All the inspirational material we find around us—poetry, fiery speeches, wise quotes—warns us never to feel down or disappointed. They claim that by keeping our morale constantly up, we can pursue whatever we want to and, one fine day, will reach our goal.
To this, we can respond with an emphatic, "yes!" Having been through the ups and downs of our own lives, and observing the same struggles in others', we've come to accept that things which might crush us can have valuable lessons. However, the advice Frederick Buechner shares in his famous memoir, Now and Then, is different. I think it's highly worthy of attention.
Buechner observes that, "Finding your vocation is less about grand moments of discovery and more about a habit of awareness." To be honest, at first I couldn't swallow this statement easily. I couldn't figure out how, and why, finding your calling, setting goals, pursuing them vigorously, and then landing where you wanted is not "about grand moments of discovery"? What else would we call discovery, if not grand? I devoted time and focus to rereading this thought-provoking statement, almost devotionally, until I found a clue to its meaning in an insightful article by Jeff Goins. He writes:
"We have been raised to believe that anything is possible, that our potential is unlimited, and that we are entitled to our dreams. But finding your calling is not so simple. Just because you can become an astronaut or a newspaper deliveryman does not mean you should."
Goins writes that a person's responsibility is not only to do what she is capable of or thinks she wants, but rather what she is meant to do. He quotes author-activist Parker Palmer: "Don't just tell your life what you want to do with it; listen to what it wants to do with you."
This quote made Goins wonder, as I did, how one could go about listening to one's own life. And honestly, I've never been guided before as Jeff Goins guided me in his next lines. Suddenly I began to visualize the process of listening to my own life:
"When you pay attention to your life and the lessons it can teach you, you won't feel so lost. Your story will seem less like a series of disjointed events and more like a beautifully complex narrative unfolding before you. You will understand each setback, inconvenience, and frustration as something more than what it appears to be. And perhaps, as you listen to it, your life will speak."

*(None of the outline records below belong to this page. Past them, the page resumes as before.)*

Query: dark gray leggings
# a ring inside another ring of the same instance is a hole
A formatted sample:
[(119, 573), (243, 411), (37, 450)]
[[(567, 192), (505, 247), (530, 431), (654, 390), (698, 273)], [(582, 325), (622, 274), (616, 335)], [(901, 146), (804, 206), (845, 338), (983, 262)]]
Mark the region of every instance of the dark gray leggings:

The process continues in simple steps. First, the person seeking to listen must consider the shape of their life, identifying major and significant events. It helps to write these down. This is not writing as a simple list, either, but writing in-depth. You should note each detail you can remember, whether it is clearly significant or seemingly irrelevant. Even the silly bits should be taken down. There's no need to decode the story's meaning right away. Everything that comes to mind will be part of this process.
Can you see how one event, without any intention or planning on your part, influenced another? How your comment on a situation led to someone's asking for your introduction at the end of the program you once attended somewhere? How a series of insignificant-looking incidents influenced your choice of a book at a bookshop? How it could be possible for you to finish that book, though you don't normally read books? How a series of useless internships influenced your career choice?
Once you have put down as much as you can remember, read over these events while looking for a common thread or recurring theme between them. Perhaps one event caused or influenced another, often without any planning on your part.
For Goins, one significant memory was of the time he won a spelling bee as a sixth grader, beating his eighth-grade opponent by correctly spelling "acquiescence." Then he remembered how his mother used to read the dictionary to him on family vacations. He also recalled how much he had always loved to write. Seeing these memories listed out during this exercise, he was able to identify core themes in his life, and it became obvious that he was "supposed" to become a writer. Such a process, I thought as I read Goins' article, could help us as well.
As such, I immediately tried to follow Goins' example, and I too was soon busy watching how my life played out on the paper before me. I saw many scenes, a lot of them nonsense, but a few stood out as meaningful:
1. On one weekend, I was busy finishing my third grade course book on Urdu, reading the text aloud to my mother, who was sitting beside me and listening. She was supervising my reading while she expertly knit a sweater, intervening whenever necessary to make corrections, and always encouraging me to keep going. I kept reading, happy to know that I was getting ahead of my fellow classmates. Soon, I'd reached the last page, and I went to bed feeling excited and accomplished.
2. When I was older, I discovered that I loved speeches. Every time I gave one, it grabbed everyone's attention. I even won contests and always received thunderous applause.
3. From the time I could read, I was forever enthralled by storybooks, and read hundreds of them while I grew up.
4. I discovered a love of pen-friendships, and kept up many, with individuals living all around the world.
5. After reading many stories, I began writing my own. At bedtime, I would read them to my younger brother and he always wanted to know what happened next.
6. I also loved reading poetry to my class, and sometimes I composed poems, too.
For me, it was clear that I was born to be a writer, and so I've begun to build my habits of awareness, just as Buechner suggests.
What about you? Are you ready to write out the random, disjointed events of your life in the hopes of finding a common thread? I guarantee you, no matter what kind of life you've led, that if you look diligently enough, it will be there; with earnest effort, you will not only discover your purpose, but will build the life you were meant to live.